Organizations must determine how private cloud security will interoperate with security strategies for non-cloud resources and external public cloud resources. As in any hybrid cloud architecture, when data is shared or exchanged, additional measures must be implemented, such as integrating endpoint security management with the security tools used elsewhere in the organization or in the public cloud.

Endpoint Security Solutions


Here are several types of endpoint security solutions that are being used successfully to address endpoint security challenges in the cloud.

Endpoint Detection and Response (EDR) Tools

EDR tools collect and analyze threat information from identified endpoints, look for anomalous behavior indicative of security breaches, improve response times, and help security teams mitigate and eradicate threats. All major vendors providing EDR technology provide agents that can be deployed on a range of cloud endpoints.

However, EDR tools have some drawbacks.

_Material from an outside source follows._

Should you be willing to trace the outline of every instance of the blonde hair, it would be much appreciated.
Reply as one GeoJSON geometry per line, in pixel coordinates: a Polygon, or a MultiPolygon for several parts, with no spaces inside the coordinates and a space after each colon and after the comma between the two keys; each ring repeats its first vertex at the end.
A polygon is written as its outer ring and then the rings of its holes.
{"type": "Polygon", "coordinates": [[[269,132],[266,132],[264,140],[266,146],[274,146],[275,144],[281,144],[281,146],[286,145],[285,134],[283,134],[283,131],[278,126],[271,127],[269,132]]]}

It requires an in-house security team with time and specialized expertise, both of which are often in short supply.

Managed Detection and Response (MDR) Services

MDR services are a collection of network-based, host-based, and endpoint-based security technologies managed by third-party providers for client organizations. MDR solutions are inherently cloud-based because they need to be managed by a third-party provider, and so they are highly suited to securing cloud endpoints.


MDR services are primarily focused on detecting and responding to threats. They can also complement in-house security capabilities by providing access to outsourced security experts. This makes it ideal for companies that do not have a designated incident response team within the company.


For many organizations, MDR bridges the ongoing cybersecurity skills gap while providing the endpoint security technology needed to protect the network.

Extended Detection and Response (XDR) Platforms

An XDR platform provides integrated security on a single platform to detect and respond to threats across endpoints and networks. It eliminates data silos, detecting sophisticated attacks by automatically collecting and correlating data from all connected security layers.


XDR enhances endpoint security by combining endpoint monitoring with network monitoring and additional data from cloud environments. It goes far beyond actively managed endpoints, to provide more robust security capabilities. When a threat is detected, an automated process can automatically respond and alert the security team to enable further investigation.


XDR platforms capture data from the entire IT environment, both on-premises and in the cloud, enabling holistic protection for endpoints wherever they are deployed.

Conclusion


In this article, I explained the basics of endpoint security in the public cloud and private cloud, and showed how modern endpoint security solutions can help secure cloud resources:


  • Endpoint Detection and Response (EDR) Tools - deployed on cloud resources, enabling rapid investigation and response to breaches as they happen.

  • Managed Detection and Response (MDR) Services - supporting in-house security teams with threat hunting and incident response services.

  • Extended Detection and Response (XDR) Platforms - collecting and analyzing data from across a cloud environment to identify evasive threats affecting endpoints and other systems.


I hope this will be useful as you improve the security posture of your cloud-based and cloud-connected endpoints.